Canções como “I Gotta Feeling” e “Don’t Stop the Music” já provocaram reações distintas na casa e, segundo a DJ Scheila Santos, “a forma como alguém acorda define o tom emocional do dia inteiro”
Todos os dias, os participantes do Big Brother Brasil são acordados da mesma forma: luzes acesas de repente e músicas tocadas em volume alto pela produção. O que costuma ser tratado apenas como um detalhe operacional do reality pode ter um impacto direto no humor, no comportamento e na dinâmica do jogo. Em um ambiente de confinamento, onde convivência, estratégia e pressão emocional se misturam, o momento do despertar passa a ter um peso maior do que aparenta.

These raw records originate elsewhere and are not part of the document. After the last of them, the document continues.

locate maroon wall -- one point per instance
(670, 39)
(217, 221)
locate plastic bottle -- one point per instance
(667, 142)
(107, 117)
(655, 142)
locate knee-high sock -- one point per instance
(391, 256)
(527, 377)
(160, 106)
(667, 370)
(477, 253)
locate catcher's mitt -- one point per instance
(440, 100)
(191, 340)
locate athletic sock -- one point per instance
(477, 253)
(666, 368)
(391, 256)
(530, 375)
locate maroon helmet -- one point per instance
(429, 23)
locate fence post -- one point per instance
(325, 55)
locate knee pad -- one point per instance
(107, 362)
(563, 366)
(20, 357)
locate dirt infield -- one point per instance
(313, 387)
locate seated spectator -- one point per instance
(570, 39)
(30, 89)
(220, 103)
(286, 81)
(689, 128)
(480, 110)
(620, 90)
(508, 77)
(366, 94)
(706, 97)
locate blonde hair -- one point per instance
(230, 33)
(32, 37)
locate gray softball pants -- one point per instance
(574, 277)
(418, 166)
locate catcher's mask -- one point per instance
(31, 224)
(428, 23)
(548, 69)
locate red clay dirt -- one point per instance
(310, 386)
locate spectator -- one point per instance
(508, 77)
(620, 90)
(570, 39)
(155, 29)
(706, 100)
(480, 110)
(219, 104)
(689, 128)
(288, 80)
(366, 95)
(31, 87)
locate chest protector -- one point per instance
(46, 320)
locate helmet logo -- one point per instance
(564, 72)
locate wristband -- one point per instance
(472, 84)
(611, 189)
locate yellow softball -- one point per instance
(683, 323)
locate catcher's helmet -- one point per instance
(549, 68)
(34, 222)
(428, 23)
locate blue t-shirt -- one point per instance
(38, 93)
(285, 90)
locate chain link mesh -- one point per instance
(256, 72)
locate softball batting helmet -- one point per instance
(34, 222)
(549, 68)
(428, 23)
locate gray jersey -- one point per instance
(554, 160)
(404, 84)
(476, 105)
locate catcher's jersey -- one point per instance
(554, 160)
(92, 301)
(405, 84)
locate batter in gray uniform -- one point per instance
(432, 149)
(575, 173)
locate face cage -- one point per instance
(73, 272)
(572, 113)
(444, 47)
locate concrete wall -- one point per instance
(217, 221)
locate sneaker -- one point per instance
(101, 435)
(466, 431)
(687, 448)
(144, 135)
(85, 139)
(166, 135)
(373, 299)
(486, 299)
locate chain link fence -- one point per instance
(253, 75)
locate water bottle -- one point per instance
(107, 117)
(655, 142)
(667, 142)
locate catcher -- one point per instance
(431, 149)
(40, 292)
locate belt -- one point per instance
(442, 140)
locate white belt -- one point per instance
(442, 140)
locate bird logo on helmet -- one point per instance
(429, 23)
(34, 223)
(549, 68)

Em edições recentes do programa, algumas das músicas escolhidas para acordar os participantes chamaram atenção justamente pelas reações que provocaram dentro da casa. No BBB 24, canções animadas como “I Gotta Feeling”, do Black Eyed Peas, e “Don’t Stop the Music”, de Rihanna, foram usadas em diferentes manhãs e geraram respostas opostas entre os confinados. Enquanto alguns tentavam entrar no clima dançando ainda sonolentos, outros acordavam visivelmente irritados, reclamando do som alto logo nas primeiras horas do dia.
Ao analisar esse tipo de escolha musical no Big Brother Brasil, a DJ brasileira Scheila Santos afirma que o impacto do som no momento do despertar é imediato. “A forma como alguém acorda define o tom emocional do dia inteiro. Quando você desperta com uma música muito alta e acelerada, sem escolha, isso pode gerar irritação, ansiedade ou uma euforia que não é natural, e isso acaba refletindo no comportamento dentro da casa”, afirmou.

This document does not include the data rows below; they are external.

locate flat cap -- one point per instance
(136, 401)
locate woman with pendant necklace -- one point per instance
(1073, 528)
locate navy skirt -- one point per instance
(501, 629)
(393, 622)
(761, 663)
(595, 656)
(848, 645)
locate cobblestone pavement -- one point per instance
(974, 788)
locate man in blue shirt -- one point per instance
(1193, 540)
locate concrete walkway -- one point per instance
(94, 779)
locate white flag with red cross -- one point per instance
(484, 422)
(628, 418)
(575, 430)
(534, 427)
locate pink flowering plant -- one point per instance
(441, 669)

Segundo ela, esse efeito varia de pessoa para pessoa, mas o confinamento potencializa as reações. “Na vida real, quando você não gosta da música de um lugar, você simplesmente sai. No Big Brother, você não pode sair. É como uma pista de dança em que algumas pessoas gostam do som e entram no clima, enquanto outras se irritam. A diferença é que, no jogo, você é obrigada a ouvir aquela música queira ou não, e isso pode ativar vários gatilhos emocionais”, analisou.
A repetição diária desse tipo de estímulo, na avaliação da DJ, contribui para o desgaste emocional ao longo da semana. “Quando isso acontece todos os dias, o corpo vai acumulando cansaço. A tolerância diminui, as pessoas ficam mais reativas e qualquer situação simples pode virar conflito. Não é coincidência que muitos desentendimentos no BBB aconteçam logo nas primeiras horas da manhã”, disse.
Para Scheila, o próprio formato do programa deixa claro que a música não é um elemento neutro dentro do jogo. Ela cita as festas semanais como exemplo do contraponto emocional. “Se a música não tivesse esse poder todo, ela não seria usada como recompensa. As festas do BBB são o momento de extravasar, de aliviar a pressão. Na primeira festa desta edição, por exemplo, a produção levou a Anitta, que representa um estímulo máximo de energia, alegria e catarse”, afirmou.
Ao comparar esses dois momentos, a DJ conclui que o som exerce funções distintas ao longo do confinamento. “A música usada para acordar pressiona, acelera e desgasta. A música da festa libera, une e alivia. No Big Brother, ela não é detalhe: a música rege o dia, a semana e o emocional dos participantes, ajudando a conduzir o jogo”, concluiu.